The goal, she adds, is to develop a pipeline of future cyber professionals. Akhimiemona is one of 24 students in the first cohort to complete the program. Here, he talks about his experience.
When you’re in college you get a lot of emails about internships, and I had been applying to a lot of different jobs, but people in the Howard University’s College of Engineering and Architecture seemed really excited about this special MITRE internship.
I sent in my resume. Not long after, I got a phone call from the director of the program telling me that MITRE wanted me to be part of the inaugural Cyber Futures Intern class.
I went into college as a computer engineering major. Growing up with a religious background, I did a lot of work in the church. A lot of it was technical. I was always learning on the fly so I could fix things.
Freshman year I took a computer engineering class and a coding class. The computer engineering class was OK. I got a 98.
My computer science class was more challenging. I had never coded in my life. Learning coding challenged me and elevated my thinking. Since I started learning to code, I’ve used it to build games and design things that people would understand.
I’m more focused on computer science now because it’s less hardware and more software focused.
Internship Provides Close Up Exposure to Cybersecurity
Breaking the Code to a Cyber Future
Whether to focus on cybersecurity is still something I’m thinking about.
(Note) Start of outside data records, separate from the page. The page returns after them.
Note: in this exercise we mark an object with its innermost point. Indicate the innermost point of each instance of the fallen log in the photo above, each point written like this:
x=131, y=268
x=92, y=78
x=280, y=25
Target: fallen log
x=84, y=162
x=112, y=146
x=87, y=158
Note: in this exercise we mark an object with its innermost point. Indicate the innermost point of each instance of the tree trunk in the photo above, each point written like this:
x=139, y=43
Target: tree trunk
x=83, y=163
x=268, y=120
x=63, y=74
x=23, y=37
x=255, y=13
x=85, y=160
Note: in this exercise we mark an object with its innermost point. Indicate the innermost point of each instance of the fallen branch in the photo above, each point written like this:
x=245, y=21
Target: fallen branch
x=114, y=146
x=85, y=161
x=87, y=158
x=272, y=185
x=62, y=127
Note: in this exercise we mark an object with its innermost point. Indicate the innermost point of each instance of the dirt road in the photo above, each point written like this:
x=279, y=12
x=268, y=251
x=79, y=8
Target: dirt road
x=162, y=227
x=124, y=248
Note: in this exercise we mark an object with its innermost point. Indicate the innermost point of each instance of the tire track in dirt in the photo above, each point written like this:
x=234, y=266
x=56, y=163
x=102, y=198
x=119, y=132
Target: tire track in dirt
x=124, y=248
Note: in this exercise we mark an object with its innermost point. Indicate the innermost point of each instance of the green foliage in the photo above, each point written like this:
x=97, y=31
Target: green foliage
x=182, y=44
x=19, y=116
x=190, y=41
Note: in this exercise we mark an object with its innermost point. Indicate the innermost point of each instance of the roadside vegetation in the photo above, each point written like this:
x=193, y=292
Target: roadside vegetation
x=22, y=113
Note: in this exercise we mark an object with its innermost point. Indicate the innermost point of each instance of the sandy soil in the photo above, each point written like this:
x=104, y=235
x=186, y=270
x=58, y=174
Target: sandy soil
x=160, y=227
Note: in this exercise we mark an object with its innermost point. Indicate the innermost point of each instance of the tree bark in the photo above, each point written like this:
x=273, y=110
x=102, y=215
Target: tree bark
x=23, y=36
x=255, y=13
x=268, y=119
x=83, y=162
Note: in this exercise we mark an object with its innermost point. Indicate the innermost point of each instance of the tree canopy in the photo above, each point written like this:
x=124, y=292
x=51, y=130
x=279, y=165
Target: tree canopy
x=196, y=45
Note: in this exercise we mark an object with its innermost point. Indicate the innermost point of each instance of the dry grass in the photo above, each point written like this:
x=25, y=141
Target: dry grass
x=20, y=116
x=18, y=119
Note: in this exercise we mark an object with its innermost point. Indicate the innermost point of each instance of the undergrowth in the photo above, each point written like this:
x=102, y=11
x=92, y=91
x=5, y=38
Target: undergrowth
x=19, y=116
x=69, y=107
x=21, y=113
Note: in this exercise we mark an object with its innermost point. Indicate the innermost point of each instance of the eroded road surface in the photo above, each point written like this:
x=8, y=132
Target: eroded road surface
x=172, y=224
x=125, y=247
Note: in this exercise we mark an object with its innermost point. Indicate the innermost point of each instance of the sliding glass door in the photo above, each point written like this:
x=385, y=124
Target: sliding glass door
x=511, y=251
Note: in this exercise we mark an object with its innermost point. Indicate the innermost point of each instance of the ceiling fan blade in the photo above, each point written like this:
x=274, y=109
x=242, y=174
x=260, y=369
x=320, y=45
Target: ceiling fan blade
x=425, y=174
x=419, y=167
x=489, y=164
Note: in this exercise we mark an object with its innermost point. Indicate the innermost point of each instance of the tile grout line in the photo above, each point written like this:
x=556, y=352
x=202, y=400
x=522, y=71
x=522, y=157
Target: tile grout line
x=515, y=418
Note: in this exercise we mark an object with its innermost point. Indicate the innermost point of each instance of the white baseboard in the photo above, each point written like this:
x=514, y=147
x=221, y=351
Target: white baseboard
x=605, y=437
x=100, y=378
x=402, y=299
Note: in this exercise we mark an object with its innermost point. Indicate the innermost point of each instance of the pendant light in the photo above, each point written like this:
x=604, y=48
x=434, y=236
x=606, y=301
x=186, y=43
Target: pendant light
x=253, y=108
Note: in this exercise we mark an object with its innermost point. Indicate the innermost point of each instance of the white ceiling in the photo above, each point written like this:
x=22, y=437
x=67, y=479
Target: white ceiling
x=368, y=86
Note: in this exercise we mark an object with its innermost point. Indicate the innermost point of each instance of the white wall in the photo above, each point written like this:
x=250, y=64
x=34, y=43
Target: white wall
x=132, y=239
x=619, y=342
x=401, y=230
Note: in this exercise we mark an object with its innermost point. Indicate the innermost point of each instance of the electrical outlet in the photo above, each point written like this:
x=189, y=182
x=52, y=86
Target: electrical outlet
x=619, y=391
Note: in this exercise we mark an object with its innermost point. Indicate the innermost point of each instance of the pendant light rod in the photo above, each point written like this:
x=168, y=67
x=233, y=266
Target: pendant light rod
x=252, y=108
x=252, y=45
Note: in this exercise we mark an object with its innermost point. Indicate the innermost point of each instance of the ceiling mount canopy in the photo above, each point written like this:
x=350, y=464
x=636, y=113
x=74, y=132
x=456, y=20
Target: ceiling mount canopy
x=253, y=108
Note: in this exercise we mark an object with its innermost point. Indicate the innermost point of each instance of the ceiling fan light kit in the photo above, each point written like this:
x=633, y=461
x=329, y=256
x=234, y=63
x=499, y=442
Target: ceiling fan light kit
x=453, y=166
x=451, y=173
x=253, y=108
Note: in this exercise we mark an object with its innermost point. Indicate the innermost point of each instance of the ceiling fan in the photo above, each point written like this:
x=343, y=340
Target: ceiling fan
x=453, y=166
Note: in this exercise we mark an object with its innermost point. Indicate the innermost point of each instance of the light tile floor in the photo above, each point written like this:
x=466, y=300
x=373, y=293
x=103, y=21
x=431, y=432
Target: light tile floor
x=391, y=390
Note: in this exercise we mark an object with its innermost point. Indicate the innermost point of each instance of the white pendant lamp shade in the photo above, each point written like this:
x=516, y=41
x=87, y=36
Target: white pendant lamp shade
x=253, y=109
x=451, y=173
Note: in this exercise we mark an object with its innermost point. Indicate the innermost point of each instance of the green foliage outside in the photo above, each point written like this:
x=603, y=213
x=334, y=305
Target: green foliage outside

My first exposure to anything cyber-related was on June 14, 2021. That was the first day of our internship.
Since then, I’ve learned as much as I can. I’ve talked with cyber engineers during visits to the MITRE campus in McLean, Virginia. I’ve picked their brains about what they do.
I’m still on the fence about it, trying to build up as much knowledge as I can to figure out whether cybersecurity is a fit for me.
Whatever I choose, the internship has been great because of the connections I’ve made. Coming into the program, we didn’t know each other. And because people were working remotely, we didn’t need to.
But as we got split into teams to work on projects together, we got closer. We’ve helped each other through the program. The Cyber Futures program has also given us a way to expand our network beyond our own school, and that expands our opportunities. We’ve already built a brother and sisterhood—that’s the best way to put it.
A Surprise Executive Encounter
Everybody at MITRE has been very welcoming and helpful. The first time I visited the MITRE campus in McLean, I was trying to find my group, and I couldn’t locate anyone. I was completely lost, and I was about to reach out to my mentor when I saw Leslie Anderson, one of the organizers of the program.
She was walking toward me with a man, and I thought I’d wait until she was closer and introduce myself. I hoped she’d tell me where I was supposed to be. She said, “Yeah, you can walk with us! By the way, this is Jason Providakes. He’s our CEO.”
I rode the elevator with him and had my picture taken with him so I could show my mother that within 10 minutes of coming to MITRE, I’d met the CEO! Jason, Leslie, my mentor Heba Mahmoud, and everyone at MITRE have been really helpful and very generous about sharing their knowledge. It’s been a great experience!